Chris Ledingham can still remember the first time he drove past an Auckland church where he was sexually abused as a seven-year-old Catholic schoolboy decades earlier.
"Quite a few years ago before any of this stuff came out, my younger brother wanted some help buying some carpets to take back to Taranaki," Chris said.
"And he drove me down to Onehunga - I'd said I'd give him a hand - and we passed that presbytery, and it was like I was being stabbed in the chest with a brick with a knife on it. It really affected me."
Today, the 66-year-old returned to Our Lady of the Assumption Church for only the second time, to help launch his and his two brothers' book telling the story of their abuse.
At least his older brother Mike will be there, too.
What Chris didn't know for decades was that Mike had been abused too, by the same priest, and that Mike found out in the 1980s that the same thing had happened to their younger brother Gerry, all of it in the 1950s and 60s.
"It's hard to talk about now, but we've got the words for it now - back then we didn't even have the words," Chris said.
"What do you call it? I didn't know what the hell was going on."
Mike said: "We didn't know that people rooted kids, you know - I don't know if you can put that on the radio."
The previously-published Mike is the author of the book The Catholic Boys, helped by his sister Mary Ledingham, and put out by Rotorua's boutique BMS Books.
The boys' tormentor, the late Father Frank Green, used gymnastics as a way to get close to children; the New Zealand Herald has reported he was also chair of the New Zealand Gymnastic Council for several years.
Green died in the 1990s, before being held to account.
Their sister Mary Ledingham, one of the writers of the book, still hurts for her brothers.
"As a sister, I and their two other sisters and two other brothers are also angry that we did not protect them and to this day. We still feel they have been cheated of their lives by those who should have known better," she wrote.
Chris said Green abused him "six or a dozen times", although he's unsure as he blanked it out for years with alcohol and drugs.
Green abused Mike once and when he boy resisted, the priest kept up the pressure in other ways, ruining his schooldays, the 68-year-old said.
"At least five times he called me up to presbytery and accused you of masturbating, and you're eight or nine ... that mental shit got to me."
He, like Chris, went on to a life of drinking, fighting and trouble forming relationships.
The story Mike couldn't tell
Mike went into the army and spent eight years in the SAS.
"When I was a kid, I won a couple of essays in Auckland story writing, but that all went out the door ... so I went back to that in my 40s," Mike said.
Mike has written three books of short stories, but couldn't bring himself to tell the brothers' story. He said he tried but was "disgusted".
"The story has always been within Mike, and the process of him writing his other three books has enabled him to come to this point ... and the support of his sister and brothers," his publisher Mike Smith said.
Mr Smith looks out for books from the regions, or ones on confronting subjects.
"I'm very proud of him."
Chris worked in the Air Force and now lives in Sydney, working with autistic people. He deals with it in other ways.

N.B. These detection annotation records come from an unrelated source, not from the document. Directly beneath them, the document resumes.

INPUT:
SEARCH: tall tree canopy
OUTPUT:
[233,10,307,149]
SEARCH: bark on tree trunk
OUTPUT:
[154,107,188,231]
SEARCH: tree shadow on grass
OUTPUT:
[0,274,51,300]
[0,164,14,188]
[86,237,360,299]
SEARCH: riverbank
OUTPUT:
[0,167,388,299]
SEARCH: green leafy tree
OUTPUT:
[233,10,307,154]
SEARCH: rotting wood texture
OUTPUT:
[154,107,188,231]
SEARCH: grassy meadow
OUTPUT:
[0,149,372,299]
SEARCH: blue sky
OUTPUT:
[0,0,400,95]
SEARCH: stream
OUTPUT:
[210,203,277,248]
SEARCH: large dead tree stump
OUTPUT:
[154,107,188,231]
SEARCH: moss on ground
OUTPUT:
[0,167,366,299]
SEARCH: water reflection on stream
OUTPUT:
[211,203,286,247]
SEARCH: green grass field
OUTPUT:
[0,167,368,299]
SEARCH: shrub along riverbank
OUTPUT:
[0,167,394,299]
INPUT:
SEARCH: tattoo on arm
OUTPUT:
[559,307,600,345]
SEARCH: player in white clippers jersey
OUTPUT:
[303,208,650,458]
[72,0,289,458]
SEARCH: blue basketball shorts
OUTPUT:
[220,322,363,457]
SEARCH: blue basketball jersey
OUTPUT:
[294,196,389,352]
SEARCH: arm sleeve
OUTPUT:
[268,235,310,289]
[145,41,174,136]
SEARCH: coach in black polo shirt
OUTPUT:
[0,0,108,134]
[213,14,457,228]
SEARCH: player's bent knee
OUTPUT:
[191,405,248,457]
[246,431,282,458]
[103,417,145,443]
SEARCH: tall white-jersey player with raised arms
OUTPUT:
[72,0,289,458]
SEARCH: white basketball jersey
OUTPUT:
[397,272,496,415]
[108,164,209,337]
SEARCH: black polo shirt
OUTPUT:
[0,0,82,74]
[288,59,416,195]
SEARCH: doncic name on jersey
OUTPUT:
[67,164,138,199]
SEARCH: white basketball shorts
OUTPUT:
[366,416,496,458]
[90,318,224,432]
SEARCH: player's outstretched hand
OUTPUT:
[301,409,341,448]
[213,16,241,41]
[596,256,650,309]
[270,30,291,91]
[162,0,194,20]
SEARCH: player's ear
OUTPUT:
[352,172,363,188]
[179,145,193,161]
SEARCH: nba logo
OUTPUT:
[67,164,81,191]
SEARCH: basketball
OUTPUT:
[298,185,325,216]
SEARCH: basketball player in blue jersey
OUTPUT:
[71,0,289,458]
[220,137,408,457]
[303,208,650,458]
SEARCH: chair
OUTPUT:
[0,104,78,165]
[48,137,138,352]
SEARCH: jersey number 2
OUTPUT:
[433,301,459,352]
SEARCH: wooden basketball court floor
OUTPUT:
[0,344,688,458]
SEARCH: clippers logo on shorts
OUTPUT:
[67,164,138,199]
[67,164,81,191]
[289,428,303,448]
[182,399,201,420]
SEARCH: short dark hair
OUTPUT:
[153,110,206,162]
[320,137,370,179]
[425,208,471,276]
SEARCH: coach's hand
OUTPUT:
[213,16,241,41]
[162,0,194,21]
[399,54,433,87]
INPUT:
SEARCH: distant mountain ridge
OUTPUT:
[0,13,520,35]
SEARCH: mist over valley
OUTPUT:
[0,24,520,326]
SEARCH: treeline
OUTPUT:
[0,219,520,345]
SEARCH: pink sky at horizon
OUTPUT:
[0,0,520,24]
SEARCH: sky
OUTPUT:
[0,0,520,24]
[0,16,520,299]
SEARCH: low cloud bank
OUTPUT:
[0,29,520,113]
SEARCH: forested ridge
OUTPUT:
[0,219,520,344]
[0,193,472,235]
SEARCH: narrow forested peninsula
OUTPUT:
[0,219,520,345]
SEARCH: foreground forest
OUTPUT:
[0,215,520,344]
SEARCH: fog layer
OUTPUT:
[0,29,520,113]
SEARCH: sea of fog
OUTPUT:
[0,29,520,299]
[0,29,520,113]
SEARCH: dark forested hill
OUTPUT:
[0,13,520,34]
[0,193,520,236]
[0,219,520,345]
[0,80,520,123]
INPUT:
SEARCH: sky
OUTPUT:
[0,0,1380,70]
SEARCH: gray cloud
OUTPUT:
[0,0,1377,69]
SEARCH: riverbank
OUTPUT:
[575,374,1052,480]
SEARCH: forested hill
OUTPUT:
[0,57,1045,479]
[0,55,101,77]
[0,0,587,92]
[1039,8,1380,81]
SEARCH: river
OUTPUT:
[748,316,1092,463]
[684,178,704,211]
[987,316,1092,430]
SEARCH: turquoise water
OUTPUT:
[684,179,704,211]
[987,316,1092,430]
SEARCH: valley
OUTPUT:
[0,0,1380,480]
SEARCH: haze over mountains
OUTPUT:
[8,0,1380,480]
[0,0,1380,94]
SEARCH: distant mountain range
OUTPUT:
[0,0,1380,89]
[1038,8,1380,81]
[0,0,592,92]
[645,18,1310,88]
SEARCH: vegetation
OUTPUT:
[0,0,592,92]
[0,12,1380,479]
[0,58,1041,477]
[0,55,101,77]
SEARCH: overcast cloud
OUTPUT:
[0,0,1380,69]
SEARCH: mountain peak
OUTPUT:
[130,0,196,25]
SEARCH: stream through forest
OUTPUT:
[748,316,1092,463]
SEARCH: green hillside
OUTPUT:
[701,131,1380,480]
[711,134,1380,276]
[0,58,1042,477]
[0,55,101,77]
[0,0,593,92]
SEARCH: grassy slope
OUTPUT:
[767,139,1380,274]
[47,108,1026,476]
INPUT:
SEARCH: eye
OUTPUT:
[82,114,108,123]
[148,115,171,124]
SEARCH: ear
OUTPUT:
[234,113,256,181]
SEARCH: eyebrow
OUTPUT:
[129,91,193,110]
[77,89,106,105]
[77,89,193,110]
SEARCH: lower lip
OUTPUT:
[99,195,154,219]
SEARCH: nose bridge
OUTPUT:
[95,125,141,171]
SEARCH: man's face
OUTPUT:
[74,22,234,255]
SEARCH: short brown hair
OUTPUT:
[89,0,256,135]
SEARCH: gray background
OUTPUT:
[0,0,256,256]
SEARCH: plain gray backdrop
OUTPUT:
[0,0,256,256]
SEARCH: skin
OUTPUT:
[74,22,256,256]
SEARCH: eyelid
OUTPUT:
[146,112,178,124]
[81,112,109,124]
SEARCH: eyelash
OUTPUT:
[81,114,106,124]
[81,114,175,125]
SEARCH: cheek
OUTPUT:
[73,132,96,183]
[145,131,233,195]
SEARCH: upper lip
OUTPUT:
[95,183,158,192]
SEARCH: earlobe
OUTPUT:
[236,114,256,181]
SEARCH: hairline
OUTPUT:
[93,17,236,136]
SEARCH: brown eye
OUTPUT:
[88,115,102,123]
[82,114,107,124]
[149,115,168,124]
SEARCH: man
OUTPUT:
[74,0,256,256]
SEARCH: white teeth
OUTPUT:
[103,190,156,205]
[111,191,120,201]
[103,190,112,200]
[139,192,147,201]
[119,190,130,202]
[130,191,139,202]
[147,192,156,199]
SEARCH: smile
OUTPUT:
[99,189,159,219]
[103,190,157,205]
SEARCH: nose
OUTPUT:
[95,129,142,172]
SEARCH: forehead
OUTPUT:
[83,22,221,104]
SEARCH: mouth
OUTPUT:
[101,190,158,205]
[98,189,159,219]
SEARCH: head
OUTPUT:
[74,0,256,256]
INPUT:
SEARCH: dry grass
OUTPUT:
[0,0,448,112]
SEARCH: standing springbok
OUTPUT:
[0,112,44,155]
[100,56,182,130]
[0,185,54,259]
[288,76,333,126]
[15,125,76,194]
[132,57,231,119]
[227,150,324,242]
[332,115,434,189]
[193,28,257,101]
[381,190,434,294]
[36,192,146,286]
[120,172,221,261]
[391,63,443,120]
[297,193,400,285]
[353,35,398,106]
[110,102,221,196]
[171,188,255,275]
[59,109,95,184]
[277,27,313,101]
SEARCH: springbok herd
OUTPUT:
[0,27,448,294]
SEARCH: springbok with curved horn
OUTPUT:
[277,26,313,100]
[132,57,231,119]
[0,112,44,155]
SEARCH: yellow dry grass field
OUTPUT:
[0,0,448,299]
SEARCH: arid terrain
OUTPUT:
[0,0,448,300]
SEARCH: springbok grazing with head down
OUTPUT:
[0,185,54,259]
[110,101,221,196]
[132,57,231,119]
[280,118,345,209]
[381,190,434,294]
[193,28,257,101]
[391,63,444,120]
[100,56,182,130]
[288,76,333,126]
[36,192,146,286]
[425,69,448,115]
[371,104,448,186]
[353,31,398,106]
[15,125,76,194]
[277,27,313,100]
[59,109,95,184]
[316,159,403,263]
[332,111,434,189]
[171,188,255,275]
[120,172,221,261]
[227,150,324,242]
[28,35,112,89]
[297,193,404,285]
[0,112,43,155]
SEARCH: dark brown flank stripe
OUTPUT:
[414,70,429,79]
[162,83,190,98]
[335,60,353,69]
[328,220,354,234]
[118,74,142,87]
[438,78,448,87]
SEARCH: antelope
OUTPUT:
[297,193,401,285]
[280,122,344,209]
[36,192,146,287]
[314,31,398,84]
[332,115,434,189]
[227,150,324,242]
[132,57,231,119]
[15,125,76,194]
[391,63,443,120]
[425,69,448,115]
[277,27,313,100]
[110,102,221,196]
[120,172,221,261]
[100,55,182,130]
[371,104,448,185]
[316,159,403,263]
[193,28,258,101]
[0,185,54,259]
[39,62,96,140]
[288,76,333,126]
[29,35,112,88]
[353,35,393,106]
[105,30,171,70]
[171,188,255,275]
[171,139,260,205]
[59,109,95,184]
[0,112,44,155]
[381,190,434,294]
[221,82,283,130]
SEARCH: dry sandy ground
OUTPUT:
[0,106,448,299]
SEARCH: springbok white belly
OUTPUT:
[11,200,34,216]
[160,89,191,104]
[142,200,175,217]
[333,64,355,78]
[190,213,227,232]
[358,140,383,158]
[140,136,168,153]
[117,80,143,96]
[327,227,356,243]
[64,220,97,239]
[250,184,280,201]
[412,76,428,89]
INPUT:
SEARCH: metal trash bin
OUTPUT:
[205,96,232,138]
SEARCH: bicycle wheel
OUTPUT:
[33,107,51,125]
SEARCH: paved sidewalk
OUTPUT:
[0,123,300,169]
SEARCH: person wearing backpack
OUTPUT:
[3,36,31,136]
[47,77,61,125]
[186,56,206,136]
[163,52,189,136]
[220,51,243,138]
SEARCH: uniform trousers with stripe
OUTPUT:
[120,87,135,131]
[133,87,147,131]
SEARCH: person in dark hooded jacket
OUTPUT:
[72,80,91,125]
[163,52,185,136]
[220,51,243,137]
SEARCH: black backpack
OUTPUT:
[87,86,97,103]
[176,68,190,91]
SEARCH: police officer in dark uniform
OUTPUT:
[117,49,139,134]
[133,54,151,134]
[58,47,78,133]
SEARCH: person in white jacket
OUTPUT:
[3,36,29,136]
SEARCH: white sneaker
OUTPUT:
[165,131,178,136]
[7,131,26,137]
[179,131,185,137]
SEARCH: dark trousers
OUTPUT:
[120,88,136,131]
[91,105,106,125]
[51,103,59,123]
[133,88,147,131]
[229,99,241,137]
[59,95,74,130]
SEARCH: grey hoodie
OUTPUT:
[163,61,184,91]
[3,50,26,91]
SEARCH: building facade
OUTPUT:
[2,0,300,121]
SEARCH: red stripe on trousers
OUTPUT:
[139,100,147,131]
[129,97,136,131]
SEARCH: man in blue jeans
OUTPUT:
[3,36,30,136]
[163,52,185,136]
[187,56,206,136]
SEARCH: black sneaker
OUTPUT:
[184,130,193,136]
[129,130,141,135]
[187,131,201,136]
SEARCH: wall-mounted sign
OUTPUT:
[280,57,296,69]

"I still have a belief in a creator being of some sort, and they've got to face it."
Gerry lives in Perth and has not made it for the launch.
The brothers said they had to force an apology and compensation from the church.
The catalyst was Chris writing several times to the Bishop of Auckland Pat Dunn in the early 2000s.
It was only as he struggled through that process that that Chris learned about Mike and Gerry. He was shocked.
"Although having said that, I didn't feel quite so alone."
In Auckland for the launch, the two brothers have been staying with another victim of Green's they recently made contact with.
This man was angry and not ready to come forward. There were others like him, the brothers said.
'No place' for abuse in Catholic church
In a statement, the Catholic church said: "We haven't seen the book so can't immediately speak to the concerns raised. Our director of the National Office of Professional Standards, Virginia Noonan, says she would be happy to engage with the Ledingham brothers to better understand what happened.
"Abuse has no place in the Catholic Church of New Zealand and we will act by listening, learning and supporting.
"We hope this book launch and Māori blessing of the site will be part of the healing process for these survivors.
"We refer any complaints to our National Office for Professional Standards (0800 114 622) which offers support to complainants and arranges for an independent investigation of the alleged offending. We also advise all complainants of their right to go to the police."